In the past, most sites like this accepted PayPal and credit card payments. Now, few sites do. It’s possible that some of these mugshot websites are running afoul of the acceptable use policies of these companies, which tend to contain strict language about the types of transactions people can and cannot perform online. These sites might be removing all of their removal options for a time, until they figure out their next move.
Good or Bad?
On the surface, removing a money-making option from a mugshot website is an excellent idea. After all, companies that don’t have a secure source of funding don’t tend to stay in business for a long period of time. However, there may be a dark underbelly to a change like this.
People who find a mugshot online are, reasonably, in a state of panic. They might wonder how they’ll get that promotion they’re up for at work, or what their new romantic interest might say, when that damaging photograph appears on a Google search. To a person like this, removing that photograph as quickly as possible is of prime importance, no matter how it happens. If mugshot websites are removing those buttons while they continue to publish new photographs, they could be putting thousands of people into panic mode on a daily basis.
Thankfully, there is help available. Some people, for example, find relief by hiring a lawyer and providing information about the arrest. Mugshot websites often remove photographs that were taken as part of cases that were later thrown out or pled down. Proof of innocence, provided on letterhead from a lawyer’s office, might be all that’s require to make that mugshot disappear.

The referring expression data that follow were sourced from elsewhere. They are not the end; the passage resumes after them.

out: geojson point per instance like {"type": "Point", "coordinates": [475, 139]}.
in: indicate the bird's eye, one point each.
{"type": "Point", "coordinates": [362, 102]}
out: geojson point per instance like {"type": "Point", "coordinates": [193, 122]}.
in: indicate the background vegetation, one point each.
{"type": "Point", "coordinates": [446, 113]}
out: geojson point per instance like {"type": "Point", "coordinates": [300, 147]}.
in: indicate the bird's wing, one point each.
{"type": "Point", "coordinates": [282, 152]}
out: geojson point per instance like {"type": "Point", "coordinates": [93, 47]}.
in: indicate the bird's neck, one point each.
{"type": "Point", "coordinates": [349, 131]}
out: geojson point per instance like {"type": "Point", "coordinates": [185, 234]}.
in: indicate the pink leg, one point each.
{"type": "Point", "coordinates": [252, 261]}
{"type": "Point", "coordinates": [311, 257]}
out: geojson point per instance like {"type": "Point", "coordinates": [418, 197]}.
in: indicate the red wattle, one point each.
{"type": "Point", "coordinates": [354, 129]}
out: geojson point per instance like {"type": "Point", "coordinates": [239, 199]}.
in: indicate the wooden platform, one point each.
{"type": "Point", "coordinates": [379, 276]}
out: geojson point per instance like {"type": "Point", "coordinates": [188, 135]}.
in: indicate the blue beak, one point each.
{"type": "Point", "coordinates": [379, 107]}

Some people find that their state laws protect them from any kind of mugshot interference. In some states, mugshots can’t be used for commercial purposes unless express permission is provided. In other states, mugshots can’t be published if the person in question is younger than 18. Running a quick search online, using the name of the state and the words “mugshot law,” can usually help to clarify the matter, and if the site is in violation of state law, a trip to the courthouse might be in order.
Outside companies may also be of assistance, as they can sometimes use a combination of coding and legal expertise to remove mugshots and keep future attacks from taking place. The work might be expensive, but it’s often quite effective.
In general, however, it’s best for people who appear online to take action as quickly as possible. Waiting for the companies to implode due to lack of payment options might result in such significant reputation damage that recovery is difficult or impossible. Taking action now, in whatever form, is preferable to a wait-and-see attitude, when mugshots are in play.